Amongst the most ancient forms of fishes known at present are the remarkable Ostracodermi of the Upper Silurian and Devonian. The general form of these creatures gives the impression that they were ground-feeding fishes which had become highly specialized along much the same lines as the rays amongst existing Selachians. In the highly interesting Coelolepidae described by Traquair (7) from the Upper Silurian and Devonian and comprising the genera Thelodus and Lanarkia a placoid skeleton is present, the individual elements being in the form of small-hollow spines without any basal plate of bone. The main organ of propulsion seems to have been the heterocercal tail, while the broad anterior region passes out on each side into a flap-like portion which may represent a pectoral fin. On the under surface of Thelodus there occur transverse markings which probably are caused by the presence of a bronchial apparatus of the ordinary Selachian type. In the Drepanaspidae (Lower Devonian), and Pteraspidae (Upper Silurian and Lower Devonian) the isolated placoid elements of the Coelolepidae have undergone fusion to a less or greater extent into large plates which ensheath the anterior body region, the posterior portion possessing rhombic scales. The Ostracoderms so far mentioned are grouped together under the name Heterostraci. The Osteostraci form another main division of the Ostracoderms, distinguished from the Heterostraci by the presence of true unmodified bone in their skeletal plates. The orbits are more dorsal in position and a dorsal fin is known to occur, while none has as yet been recognized in the Heterostraci. The most familiar members of the group are the Cephalaspidae of the Silurian and Devonian with their highly characteristic crescentic shield covering the dorsal side of the head region. From behind the posterior horns of this shield there project in some specimens paddle-like structures which maybe pectoral fins, or possibly structures serially homologous with limbs and not represented in modern Selachians.

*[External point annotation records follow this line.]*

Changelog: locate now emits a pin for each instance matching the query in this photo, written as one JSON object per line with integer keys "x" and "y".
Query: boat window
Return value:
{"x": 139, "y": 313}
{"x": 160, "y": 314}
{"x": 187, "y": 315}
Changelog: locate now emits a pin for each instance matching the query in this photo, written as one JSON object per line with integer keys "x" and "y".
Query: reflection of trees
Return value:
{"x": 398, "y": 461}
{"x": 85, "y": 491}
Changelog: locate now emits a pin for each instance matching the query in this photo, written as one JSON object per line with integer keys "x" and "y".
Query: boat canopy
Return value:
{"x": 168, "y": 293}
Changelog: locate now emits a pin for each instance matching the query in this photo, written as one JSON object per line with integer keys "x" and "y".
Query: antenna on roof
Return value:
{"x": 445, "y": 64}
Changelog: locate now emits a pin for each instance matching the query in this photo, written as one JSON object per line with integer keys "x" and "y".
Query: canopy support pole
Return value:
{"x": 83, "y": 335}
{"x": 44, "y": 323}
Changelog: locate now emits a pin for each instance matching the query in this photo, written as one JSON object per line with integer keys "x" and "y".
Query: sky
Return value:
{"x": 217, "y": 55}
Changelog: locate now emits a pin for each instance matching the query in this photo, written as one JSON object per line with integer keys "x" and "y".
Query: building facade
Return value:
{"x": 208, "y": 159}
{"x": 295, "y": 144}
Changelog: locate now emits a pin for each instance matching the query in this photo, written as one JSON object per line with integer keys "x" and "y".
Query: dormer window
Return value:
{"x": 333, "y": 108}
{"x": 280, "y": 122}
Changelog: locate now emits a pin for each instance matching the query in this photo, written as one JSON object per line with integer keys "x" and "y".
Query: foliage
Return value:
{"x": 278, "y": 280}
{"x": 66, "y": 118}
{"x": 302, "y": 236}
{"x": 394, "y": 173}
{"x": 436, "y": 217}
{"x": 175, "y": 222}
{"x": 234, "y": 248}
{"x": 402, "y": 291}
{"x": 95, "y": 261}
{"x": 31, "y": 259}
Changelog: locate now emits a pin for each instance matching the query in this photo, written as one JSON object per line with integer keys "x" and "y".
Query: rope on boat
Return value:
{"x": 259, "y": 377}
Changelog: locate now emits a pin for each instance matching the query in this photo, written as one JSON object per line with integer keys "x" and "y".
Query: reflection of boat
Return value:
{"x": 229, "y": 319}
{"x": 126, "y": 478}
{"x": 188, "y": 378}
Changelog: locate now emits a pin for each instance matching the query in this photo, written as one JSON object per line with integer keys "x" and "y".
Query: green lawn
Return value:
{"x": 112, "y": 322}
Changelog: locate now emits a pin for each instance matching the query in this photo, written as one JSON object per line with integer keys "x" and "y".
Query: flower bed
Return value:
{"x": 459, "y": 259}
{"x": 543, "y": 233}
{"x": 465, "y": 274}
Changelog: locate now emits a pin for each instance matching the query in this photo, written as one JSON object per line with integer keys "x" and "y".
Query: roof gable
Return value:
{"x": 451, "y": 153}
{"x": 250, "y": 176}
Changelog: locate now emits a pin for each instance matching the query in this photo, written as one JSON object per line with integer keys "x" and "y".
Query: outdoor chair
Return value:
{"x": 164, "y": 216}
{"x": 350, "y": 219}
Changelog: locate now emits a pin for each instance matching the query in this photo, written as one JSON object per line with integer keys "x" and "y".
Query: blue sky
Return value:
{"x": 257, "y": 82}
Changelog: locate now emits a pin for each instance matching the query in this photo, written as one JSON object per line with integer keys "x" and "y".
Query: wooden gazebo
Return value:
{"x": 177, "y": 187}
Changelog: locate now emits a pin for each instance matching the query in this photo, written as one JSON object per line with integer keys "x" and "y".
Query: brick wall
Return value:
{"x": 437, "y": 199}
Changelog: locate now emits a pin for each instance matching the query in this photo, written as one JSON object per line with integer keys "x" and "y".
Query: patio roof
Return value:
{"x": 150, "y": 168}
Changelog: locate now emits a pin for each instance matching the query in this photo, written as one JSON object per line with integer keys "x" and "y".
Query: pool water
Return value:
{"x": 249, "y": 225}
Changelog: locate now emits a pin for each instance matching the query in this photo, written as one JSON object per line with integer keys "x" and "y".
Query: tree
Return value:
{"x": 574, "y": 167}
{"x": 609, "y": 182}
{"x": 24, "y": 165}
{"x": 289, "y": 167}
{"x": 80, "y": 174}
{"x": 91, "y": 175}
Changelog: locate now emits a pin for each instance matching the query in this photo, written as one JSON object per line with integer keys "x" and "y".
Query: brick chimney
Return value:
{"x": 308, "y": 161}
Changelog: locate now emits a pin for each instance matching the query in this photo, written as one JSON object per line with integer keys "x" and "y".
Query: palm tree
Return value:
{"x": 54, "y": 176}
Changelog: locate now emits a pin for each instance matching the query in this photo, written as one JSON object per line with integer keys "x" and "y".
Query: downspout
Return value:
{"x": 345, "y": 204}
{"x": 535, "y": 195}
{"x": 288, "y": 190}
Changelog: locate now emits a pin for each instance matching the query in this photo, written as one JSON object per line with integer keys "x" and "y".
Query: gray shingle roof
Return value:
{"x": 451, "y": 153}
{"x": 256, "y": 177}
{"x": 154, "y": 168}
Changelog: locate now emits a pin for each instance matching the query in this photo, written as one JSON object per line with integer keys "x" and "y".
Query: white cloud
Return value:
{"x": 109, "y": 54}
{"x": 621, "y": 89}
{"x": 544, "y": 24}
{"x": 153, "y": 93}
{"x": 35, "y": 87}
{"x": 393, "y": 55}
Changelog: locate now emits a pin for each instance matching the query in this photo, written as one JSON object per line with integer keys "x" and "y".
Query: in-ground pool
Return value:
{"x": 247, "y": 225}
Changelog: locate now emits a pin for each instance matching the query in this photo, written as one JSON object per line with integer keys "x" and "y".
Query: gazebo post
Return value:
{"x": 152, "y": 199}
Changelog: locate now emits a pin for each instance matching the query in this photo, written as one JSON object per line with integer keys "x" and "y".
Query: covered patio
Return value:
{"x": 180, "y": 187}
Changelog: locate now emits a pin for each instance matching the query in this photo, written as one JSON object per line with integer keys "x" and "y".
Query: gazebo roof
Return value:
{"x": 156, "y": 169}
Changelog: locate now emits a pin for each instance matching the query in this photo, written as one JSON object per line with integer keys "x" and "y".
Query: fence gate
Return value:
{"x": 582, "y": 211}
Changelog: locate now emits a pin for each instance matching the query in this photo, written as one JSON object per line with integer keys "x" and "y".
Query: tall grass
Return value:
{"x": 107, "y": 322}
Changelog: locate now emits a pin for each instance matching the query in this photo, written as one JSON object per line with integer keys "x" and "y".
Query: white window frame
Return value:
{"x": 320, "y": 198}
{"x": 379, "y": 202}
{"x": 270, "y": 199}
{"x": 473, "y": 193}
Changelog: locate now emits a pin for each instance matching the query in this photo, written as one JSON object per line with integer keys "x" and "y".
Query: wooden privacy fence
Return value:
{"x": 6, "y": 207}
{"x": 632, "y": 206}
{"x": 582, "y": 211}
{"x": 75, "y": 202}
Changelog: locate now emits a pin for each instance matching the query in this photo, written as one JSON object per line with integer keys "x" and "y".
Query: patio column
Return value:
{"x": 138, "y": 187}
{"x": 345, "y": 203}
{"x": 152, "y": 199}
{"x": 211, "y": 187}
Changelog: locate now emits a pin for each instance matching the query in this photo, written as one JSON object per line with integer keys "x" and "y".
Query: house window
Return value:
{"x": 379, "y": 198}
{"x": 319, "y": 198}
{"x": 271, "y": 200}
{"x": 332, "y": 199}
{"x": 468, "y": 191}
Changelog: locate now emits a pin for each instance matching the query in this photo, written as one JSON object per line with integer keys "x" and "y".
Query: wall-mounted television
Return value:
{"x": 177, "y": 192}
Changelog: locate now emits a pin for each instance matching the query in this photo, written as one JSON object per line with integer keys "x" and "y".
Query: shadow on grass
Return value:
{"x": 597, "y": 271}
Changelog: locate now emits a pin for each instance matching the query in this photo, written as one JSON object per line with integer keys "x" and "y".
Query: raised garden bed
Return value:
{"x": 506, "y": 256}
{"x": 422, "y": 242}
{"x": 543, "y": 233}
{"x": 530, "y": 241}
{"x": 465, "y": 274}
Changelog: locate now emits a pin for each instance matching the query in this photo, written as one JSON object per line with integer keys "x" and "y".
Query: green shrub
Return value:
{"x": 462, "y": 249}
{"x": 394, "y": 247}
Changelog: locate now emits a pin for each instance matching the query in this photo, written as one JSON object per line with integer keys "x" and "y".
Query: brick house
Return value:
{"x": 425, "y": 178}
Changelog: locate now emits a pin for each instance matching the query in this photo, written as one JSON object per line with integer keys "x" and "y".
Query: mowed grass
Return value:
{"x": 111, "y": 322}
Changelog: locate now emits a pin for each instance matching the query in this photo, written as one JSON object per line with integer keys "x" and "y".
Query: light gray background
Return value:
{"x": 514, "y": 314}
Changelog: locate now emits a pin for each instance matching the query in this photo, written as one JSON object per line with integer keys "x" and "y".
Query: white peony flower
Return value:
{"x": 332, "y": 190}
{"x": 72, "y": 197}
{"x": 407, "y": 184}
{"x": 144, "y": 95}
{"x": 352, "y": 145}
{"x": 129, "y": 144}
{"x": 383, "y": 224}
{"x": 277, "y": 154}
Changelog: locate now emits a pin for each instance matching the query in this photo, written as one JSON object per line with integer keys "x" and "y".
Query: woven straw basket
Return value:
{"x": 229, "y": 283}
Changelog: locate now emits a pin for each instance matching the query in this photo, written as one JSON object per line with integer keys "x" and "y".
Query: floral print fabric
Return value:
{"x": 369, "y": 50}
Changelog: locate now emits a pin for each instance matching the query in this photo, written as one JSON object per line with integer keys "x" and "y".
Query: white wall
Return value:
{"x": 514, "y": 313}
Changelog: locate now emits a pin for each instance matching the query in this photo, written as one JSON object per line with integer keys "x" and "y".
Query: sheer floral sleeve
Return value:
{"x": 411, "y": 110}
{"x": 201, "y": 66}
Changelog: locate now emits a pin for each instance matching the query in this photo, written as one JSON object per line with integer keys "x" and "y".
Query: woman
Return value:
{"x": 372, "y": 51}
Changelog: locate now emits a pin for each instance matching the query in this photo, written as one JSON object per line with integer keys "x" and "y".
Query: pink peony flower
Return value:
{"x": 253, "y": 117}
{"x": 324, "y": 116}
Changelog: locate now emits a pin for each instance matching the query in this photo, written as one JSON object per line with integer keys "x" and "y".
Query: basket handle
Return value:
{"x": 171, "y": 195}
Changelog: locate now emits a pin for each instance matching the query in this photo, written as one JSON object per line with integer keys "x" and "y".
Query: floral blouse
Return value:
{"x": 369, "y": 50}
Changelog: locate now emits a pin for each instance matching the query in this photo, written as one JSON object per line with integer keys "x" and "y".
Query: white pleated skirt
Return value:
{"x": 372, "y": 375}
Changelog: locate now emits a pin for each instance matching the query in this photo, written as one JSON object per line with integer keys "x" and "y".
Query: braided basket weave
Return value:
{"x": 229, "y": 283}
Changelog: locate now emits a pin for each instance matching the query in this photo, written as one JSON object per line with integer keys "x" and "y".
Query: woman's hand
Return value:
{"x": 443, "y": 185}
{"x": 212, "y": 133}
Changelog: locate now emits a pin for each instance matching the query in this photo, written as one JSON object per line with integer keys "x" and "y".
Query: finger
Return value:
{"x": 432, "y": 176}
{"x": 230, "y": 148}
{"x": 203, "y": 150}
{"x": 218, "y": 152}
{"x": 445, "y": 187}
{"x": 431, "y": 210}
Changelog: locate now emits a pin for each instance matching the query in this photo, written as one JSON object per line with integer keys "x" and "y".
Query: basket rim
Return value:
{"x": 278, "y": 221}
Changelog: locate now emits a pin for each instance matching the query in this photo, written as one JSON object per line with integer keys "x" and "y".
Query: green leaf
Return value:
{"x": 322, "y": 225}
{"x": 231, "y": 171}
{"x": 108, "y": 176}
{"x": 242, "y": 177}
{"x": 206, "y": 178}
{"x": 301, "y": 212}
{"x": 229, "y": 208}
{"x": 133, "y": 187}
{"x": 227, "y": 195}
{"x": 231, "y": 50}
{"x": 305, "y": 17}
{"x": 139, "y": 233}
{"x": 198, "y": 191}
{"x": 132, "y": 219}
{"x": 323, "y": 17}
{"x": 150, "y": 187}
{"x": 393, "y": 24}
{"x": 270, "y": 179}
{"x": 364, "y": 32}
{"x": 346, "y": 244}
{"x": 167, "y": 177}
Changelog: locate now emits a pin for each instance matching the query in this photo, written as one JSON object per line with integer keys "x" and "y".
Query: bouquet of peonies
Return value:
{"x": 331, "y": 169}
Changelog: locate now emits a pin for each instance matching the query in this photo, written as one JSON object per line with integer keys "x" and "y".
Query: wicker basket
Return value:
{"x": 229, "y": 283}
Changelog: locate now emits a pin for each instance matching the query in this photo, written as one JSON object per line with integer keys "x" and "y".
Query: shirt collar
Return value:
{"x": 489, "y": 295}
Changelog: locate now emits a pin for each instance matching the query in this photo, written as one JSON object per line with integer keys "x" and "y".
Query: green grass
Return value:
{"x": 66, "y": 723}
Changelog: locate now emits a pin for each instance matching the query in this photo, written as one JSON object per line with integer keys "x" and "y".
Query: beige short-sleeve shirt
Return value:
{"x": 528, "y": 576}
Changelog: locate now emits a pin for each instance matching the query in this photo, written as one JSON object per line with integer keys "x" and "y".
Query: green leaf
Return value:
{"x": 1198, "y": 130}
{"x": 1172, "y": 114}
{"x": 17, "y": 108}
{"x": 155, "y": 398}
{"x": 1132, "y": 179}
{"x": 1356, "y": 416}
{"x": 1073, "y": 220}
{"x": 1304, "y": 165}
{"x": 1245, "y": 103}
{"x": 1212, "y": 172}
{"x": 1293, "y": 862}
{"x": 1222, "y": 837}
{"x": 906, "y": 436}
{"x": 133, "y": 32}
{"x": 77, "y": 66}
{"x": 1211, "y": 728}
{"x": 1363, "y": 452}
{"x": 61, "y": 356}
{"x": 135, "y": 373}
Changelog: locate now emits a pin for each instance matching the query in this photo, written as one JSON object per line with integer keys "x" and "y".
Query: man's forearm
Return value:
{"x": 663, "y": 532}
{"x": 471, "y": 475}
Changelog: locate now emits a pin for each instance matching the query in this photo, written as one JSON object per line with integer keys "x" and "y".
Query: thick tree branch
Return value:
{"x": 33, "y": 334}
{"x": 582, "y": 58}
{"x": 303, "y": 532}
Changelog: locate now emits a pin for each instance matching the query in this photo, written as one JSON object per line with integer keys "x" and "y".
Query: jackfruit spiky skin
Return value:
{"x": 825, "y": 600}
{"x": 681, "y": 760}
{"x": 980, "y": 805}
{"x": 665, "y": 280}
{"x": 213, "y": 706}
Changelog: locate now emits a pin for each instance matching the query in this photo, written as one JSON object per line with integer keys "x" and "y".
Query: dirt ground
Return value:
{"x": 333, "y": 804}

Among the less doubtful members of the Selachii among fossil forms first place must be given to the Pleuropterygii represented by the genus Cladoselache (8) from the Upper Devonian of Ohio. This was a shark-like creature with the mouth apparently terminal. The body was covered with shagreen placoid elements: there were a series (five or seven) of gill slits on each side and the skull was probably hyostylic. The notochord was apparently persistent. The chief interest of Cladoselache, however, lies in its paired fins which are held by upholders of the “lateral fold” theory to be remarkably primitive. The unpaired fins are obviously highly developed—the tail being almost homocercal with a lateral keel on each side as in various existing sharks, and it seems on the whole unlikely that the paired fins should be very primitive while the unpaired fins are so highly developed. Moreover, the facts of structure of the aired fins so far as at present known seem to fit in quite well with the view that they are modifications of the uni serial archipterygial type (see Ichthyology, fig. 2).